A horrific Egyptian soccer riot following a match in the city of Port Said on Wednesday resultedÂ in at least 73 deaths. Authorities fear the death toll in the violent clash could rise even higher. At least 1,000 people have reportedly been injured in the disaster.
The violent riot erupted after the home team, Al-Masry, landed a rare win with a 3-1 score against Al-Ahly, the nation’s top soccer team. Al-Masry fans, who call themselves the Ultras, reportedly stormed onto the field and began chasing Al-Ahly fans and players, hitting them with stones and sticks as they attempted to flee.
Horrific battles broke out between the fans of the two rival soccer teams. Some fans also allegedly brought knives to the stadium and used them to attack and stab their opponents, according to the BBC. Footage from the stadium on State TV also shows parts of the stadium on fire. Police on the scene were overwhelmed and it has been reported that some of the dead includes stadium security guards.
“This is unfortunate and deeply saddening,” Egyptian Deputy Health Minister Hesham Sheiha said in a press statement. He stated that those who died were mostly killed by head injuries and suffocation from being trapped in the stamped onto the field. An immediate investigation has been ordered by Egypt’s state prosecutor into the riot and resulting deaths.
“There are 11 deaths at my hospital. Two other hospitals include 25 deaths. Three fans have also died in the stadium,” Port Said El-Amiry Hosptial Manager Hassan Esnawy said in an interview. “Some died of stampede and others died of suffocation.”

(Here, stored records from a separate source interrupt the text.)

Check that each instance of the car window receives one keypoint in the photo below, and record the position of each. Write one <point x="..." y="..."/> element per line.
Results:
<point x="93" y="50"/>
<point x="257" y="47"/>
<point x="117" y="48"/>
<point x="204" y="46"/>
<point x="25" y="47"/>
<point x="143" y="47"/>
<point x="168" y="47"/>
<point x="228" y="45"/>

Egyptian State TV captured much of the violence on video, including footage of Al-Ahly players running for their lives and trying to escape to the locker rooms. One Al-Ahly manager is reportedly seen being beaten before being rescued and rushed off the field. “It was an atmosphere of terrorism,” Al-Ahly player Sayed Hamdi told State TV.
“The security forces left us; they did not protect us. One fan has just died in the dressing room in front of me,” veteran Al-Ahly player Mohamed Abou-Treika reported from the scene in a phone interview in the midst of the carnage..
Another Ahly player, Mohamed Baraket, said: “People have died; we are seeing corpses now. There are no security forces or army personnel to protect us.”
If the death toll is correct, this would be the deadliest soccer riot since 1996, when 78 people were killed in Guatemala City during a World Cup qualifying match.